Early Sunday morning on Dec. 18, I did what I often do – put my bike on the back of my car and set out for a rolling view of whatever Miami has to offer. Actually, on this crisp morning, I threw my son’s bike on the back too, drove down Old Cutler and dropped him off at his friend Jose’s house near the Green Market. Along the way, I weaved around other bikers – you know, the kind who seem to irritate people.
I’m not one of those bikers, those flashy, aggressive, flying mobs wrapped in spandex like the Blue Man group, chattering madly and getting madly fit. No, I’m in the other kind of bicycling mode, the ones who only tie you up on the last Friday of the month — or occasional weekends — in the bowels of the city. We go looking for camaraderie differently, in this case, with art as the goal.
Allapattah Station was the meeting point and, to my surprise, a crowd of nearly 150 impatiently waited for the next late arriving Metrorail – the weekend Metrorail never arrives on time – why even publish a schedule?
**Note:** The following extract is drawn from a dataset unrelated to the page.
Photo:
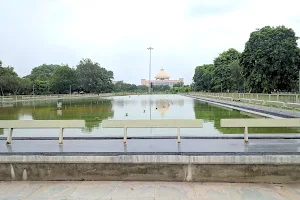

In any case, we never leave on time either.
Today’s group is called Emerge, a loosely affiliated, happy-go-lucky crew of folks who meet Tuesday evenings in Little Haiti at Sweat Records to plan community activities like this out of the goodness of their hearts. Today’s excursion, the Graffiti Bike Tour.
Leaders Dario and Olga know a lot about who has painted what, where they come from, when they were commissioned, and what they’re up to these days. In some cases, they break out notes to insure they get it right. They know where everything that is fit to print has been painted – legally and illegally as it goes. We weave in and out of alleys, avoid the broken glass, throw our hands in the air and shake’em like we just don’t care for getting flat tires and everybody takes a heap of photos – often on the iPhone.
A group of French tourists somehow are on the tour and Dario keeps asking if anyone can translate into French. Of course, the French speak English better than any of the bike riders who aren’t Haitian can speak French, but everyone manages; we ride, we stop, we ride, we stop. We photograph and some listen intently.
We hear about Retna, Books Bischof of Primary Flight, Above, RISK, Shepard Fairey and the local Puerto Rican brothers like Trek6 who began painting in Wynwood when it was primarily a local Puerto Rican neighborhood. If you listen carefully, you can imagine Andy Warhol, Keith Haring and Basquiat nodding their heads. This could be the start of something new is rerunning in their heads.
It’s mostly legal and legit these days. Hundreds of legal pieces have been commissioned and during Basel on the cityside, Montana-Cans, the spray paint of choice for these artists, supposedly donated 8,000 cans of paint last year; few artists are getting paid. But a landscape has changed, people appreciate what they see, talk about it and participate in a scene which invites events such as this bike tour.